Not sure what you mean by changing the valve. What valve do you change?


----------



## H4N (Nov 10, 2005)

i meant adjusting the valve on the regulator( not the needle valve)


----------



## rbp75 (May 2, 2004)

HaN said:


> i meant adjusting the valve on the regulator( not the needle valve)


Oh. Then I dont know what it should be set to. Mine came factory set and said not to change it. Maybe someone else can tell you the recomended pressure. Do both change or just one? I would set it on the low side for now and just keep track of the bubbles, lower is probably better. What kind is it anyway?


----------



## DiPpY eGgS (Mar 6, 2005)

what kind of regulator? I have experience with milwaukee regs only


----------



## H4N (Nov 10, 2005)

its a top gun regulator


----------



## rbp75 (May 2, 2004)

HaN said:


> its a top gun regulator


I saw a pic of that regulator on a web site, It says how the main pressure valve is adjustable. The best advice I can offer you is is to set the left side depending on if it lb/in2 or kg/cm2 to a setting of between 500 and 1000 lb/in2 or 50-75/cm2, I say this because mine it set by the factory and I only assume this is the proper seeting. Mine is set at 65 kg/cm2 or 950 lb/in2.

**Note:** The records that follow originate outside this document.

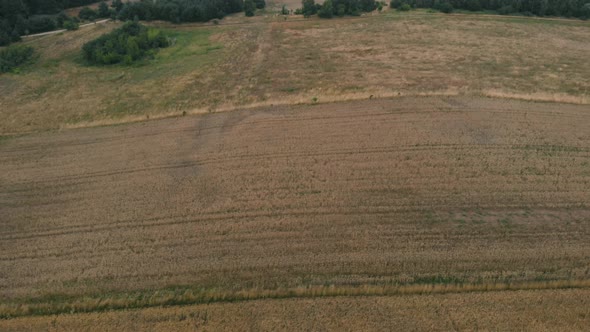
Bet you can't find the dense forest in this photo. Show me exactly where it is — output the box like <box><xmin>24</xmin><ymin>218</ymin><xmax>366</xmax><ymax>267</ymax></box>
<box><xmin>118</xmin><ymin>0</ymin><xmax>249</xmax><ymax>23</ymax></box>
<box><xmin>0</xmin><ymin>0</ymin><xmax>97</xmax><ymax>46</ymax></box>
<box><xmin>0</xmin><ymin>0</ymin><xmax>266</xmax><ymax>46</ymax></box>
<box><xmin>82</xmin><ymin>21</ymin><xmax>170</xmax><ymax>65</ymax></box>
<box><xmin>391</xmin><ymin>0</ymin><xmax>590</xmax><ymax>19</ymax></box>
<box><xmin>0</xmin><ymin>0</ymin><xmax>590</xmax><ymax>46</ymax></box>
<box><xmin>295</xmin><ymin>0</ymin><xmax>377</xmax><ymax>18</ymax></box>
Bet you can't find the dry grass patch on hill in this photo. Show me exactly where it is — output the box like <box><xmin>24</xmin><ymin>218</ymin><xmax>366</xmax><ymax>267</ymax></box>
<box><xmin>0</xmin><ymin>12</ymin><xmax>590</xmax><ymax>134</ymax></box>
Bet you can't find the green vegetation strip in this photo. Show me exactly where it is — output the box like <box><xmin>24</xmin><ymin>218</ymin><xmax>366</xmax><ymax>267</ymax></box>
<box><xmin>0</xmin><ymin>279</ymin><xmax>590</xmax><ymax>319</ymax></box>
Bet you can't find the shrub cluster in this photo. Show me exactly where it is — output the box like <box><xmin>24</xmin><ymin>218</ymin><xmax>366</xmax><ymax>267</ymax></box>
<box><xmin>0</xmin><ymin>45</ymin><xmax>35</xmax><ymax>73</ymax></box>
<box><xmin>0</xmin><ymin>0</ymin><xmax>102</xmax><ymax>46</ymax></box>
<box><xmin>117</xmin><ymin>0</ymin><xmax>256</xmax><ymax>23</ymax></box>
<box><xmin>295</xmin><ymin>0</ymin><xmax>378</xmax><ymax>18</ymax></box>
<box><xmin>82</xmin><ymin>22</ymin><xmax>170</xmax><ymax>65</ymax></box>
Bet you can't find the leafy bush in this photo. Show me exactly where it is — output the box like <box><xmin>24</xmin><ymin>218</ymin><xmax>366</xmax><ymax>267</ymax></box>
<box><xmin>397</xmin><ymin>3</ymin><xmax>412</xmax><ymax>12</ymax></box>
<box><xmin>96</xmin><ymin>1</ymin><xmax>111</xmax><ymax>18</ymax></box>
<box><xmin>254</xmin><ymin>0</ymin><xmax>266</xmax><ymax>9</ymax></box>
<box><xmin>318</xmin><ymin>0</ymin><xmax>334</xmax><ymax>18</ymax></box>
<box><xmin>82</xmin><ymin>22</ymin><xmax>170</xmax><ymax>65</ymax></box>
<box><xmin>78</xmin><ymin>7</ymin><xmax>98</xmax><ymax>21</ymax></box>
<box><xmin>27</xmin><ymin>16</ymin><xmax>57</xmax><ymax>33</ymax></box>
<box><xmin>301</xmin><ymin>0</ymin><xmax>318</xmax><ymax>17</ymax></box>
<box><xmin>0</xmin><ymin>45</ymin><xmax>35</xmax><ymax>73</ymax></box>
<box><xmin>498</xmin><ymin>6</ymin><xmax>515</xmax><ymax>15</ymax></box>
<box><xmin>244</xmin><ymin>0</ymin><xmax>256</xmax><ymax>17</ymax></box>
<box><xmin>436</xmin><ymin>2</ymin><xmax>455</xmax><ymax>14</ymax></box>
<box><xmin>63</xmin><ymin>20</ymin><xmax>80</xmax><ymax>31</ymax></box>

The redline of mine is at 1500 lb/in2 or 100 kg/cm2.


----------



## Piranha Guru (Nov 24, 2005)

HaN said:


> its a top gun regulator


Don't even worry about the right gauge. It should barely register anything, or nothing at all if you are properly using the regulator knob. Start with the needle valve opened all the way. Supposedly you can use just the regulator knob to set the bpm's, but mine would always peter out and stop...usually the next day when I wasn't home. What I ended up doing was turn it in until it bubbled rapidly, and then cranked the needle valve down to get the 1-2 bpm's. My AZOO, which is preset, reads about 10psi...my topgun is reading zero. On my AZOO the needle valve has to do all the work...on the Top Gun, the regulator valve is doing most of the work and the needle valve is fine tuning. Didn't you get the insturctuions?


----------



## H4N (Nov 10, 2005)

haha ya i did, it said to set the psi at 10psi and then fine tune with the needle valve, i was just seeing what most people do, sometime instructions arent always right.


----------



## DiPpY eGgS (Mar 6, 2005)

I'm actually excited to see some of your pics of your tank in a few weeks/months







should be interesting, bro!


----------



## H4N (Nov 10, 2005)

def.







, i cant wait to get everything up and going and stuff. i will def post pic. but they will be hard to get a long ways picture since my tank is kind of in like a hall way almost. but i will def get pics for you


----------